Clash’d with his fiery few and won.”

Ever since then I have been intrigued by the question—How did it happen that a fiery few could defeat myriads who were not cowards or weaklings, when both sides fought with firearms? 

From that time it became my passion to buy rare books on Indian history,—at first those written in English and relating to the British period only. My educational expenses were paid by my father and I was free to spend all my own money from the first grade scholarships which I enjoyed throughout my college life, on these “India books.” The second-hand book-sellers of Calcutta found in me their most liberal (and gullible) patron, and thus the rare books on indian history discarded by the European clubs, barracks and private owners (like Prince Ghulam Husain, the last, grandson of Tipu Sultan, who died in Calcutta) were first offered to me.
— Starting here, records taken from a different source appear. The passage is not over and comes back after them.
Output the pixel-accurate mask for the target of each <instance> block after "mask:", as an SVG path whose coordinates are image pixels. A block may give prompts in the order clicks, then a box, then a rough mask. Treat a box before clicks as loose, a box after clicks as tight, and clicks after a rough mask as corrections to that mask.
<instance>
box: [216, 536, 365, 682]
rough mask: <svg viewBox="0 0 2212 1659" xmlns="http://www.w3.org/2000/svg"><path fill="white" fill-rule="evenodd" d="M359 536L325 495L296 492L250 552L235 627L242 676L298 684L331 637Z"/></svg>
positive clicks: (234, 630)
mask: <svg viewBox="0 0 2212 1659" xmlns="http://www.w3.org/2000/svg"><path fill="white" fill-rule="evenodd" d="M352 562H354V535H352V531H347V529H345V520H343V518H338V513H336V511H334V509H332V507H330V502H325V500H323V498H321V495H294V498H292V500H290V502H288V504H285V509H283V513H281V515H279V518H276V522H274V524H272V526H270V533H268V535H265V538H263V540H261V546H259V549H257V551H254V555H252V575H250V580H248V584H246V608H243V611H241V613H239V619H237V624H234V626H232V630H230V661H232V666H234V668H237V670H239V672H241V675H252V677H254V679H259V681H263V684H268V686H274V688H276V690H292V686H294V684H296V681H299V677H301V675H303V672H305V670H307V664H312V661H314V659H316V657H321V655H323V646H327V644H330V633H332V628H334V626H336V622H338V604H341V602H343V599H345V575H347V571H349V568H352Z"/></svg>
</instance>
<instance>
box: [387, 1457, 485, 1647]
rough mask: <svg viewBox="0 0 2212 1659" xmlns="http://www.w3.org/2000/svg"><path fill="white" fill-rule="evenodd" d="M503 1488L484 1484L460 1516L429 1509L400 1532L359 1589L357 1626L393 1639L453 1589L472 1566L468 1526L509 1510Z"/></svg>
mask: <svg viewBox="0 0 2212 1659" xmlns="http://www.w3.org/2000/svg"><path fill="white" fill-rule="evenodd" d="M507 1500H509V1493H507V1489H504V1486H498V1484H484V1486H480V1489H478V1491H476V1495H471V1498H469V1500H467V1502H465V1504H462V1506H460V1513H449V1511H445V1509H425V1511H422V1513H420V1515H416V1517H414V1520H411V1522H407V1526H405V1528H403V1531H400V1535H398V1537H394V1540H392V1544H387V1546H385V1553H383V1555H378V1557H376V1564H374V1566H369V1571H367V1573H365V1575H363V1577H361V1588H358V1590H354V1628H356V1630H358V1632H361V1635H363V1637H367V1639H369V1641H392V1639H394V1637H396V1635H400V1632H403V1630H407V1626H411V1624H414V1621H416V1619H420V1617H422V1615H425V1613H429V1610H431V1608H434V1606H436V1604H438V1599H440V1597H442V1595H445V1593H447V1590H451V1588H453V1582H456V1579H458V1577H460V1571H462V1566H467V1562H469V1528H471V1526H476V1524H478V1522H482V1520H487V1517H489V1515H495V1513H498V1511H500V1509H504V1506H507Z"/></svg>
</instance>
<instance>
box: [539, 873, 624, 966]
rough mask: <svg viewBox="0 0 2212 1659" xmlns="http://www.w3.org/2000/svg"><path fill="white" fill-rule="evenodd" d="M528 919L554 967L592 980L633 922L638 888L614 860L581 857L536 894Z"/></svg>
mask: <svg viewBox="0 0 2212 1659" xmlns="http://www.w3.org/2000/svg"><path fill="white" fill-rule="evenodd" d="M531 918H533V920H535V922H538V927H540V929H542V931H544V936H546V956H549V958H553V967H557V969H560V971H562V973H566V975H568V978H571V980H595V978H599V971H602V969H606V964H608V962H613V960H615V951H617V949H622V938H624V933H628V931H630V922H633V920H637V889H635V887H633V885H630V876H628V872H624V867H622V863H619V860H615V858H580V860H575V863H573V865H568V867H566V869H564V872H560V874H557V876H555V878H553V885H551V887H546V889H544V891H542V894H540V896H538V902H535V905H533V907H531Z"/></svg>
I thus laid the foundation of my historical library, but when I passed the Premchand Examination (1897) and undertook orignal research, my library grew and branched like the proverbial banyan tree. I discarded my Calcutta suppliers and began to give large orders, year after year, to the famous second-hand book sellers of England,—Luzac and Trubner, Francis Edwards and Blackwell. George’s Sons of Bristo were my first and most copious agent in England (from 1898 onwards). After thirty years this stream stopped through fullness of collection and also the demands of my new love,—original research with the help of Persian, Marathi and English MSS. and records. The saturation point in printed English books had now ben reached.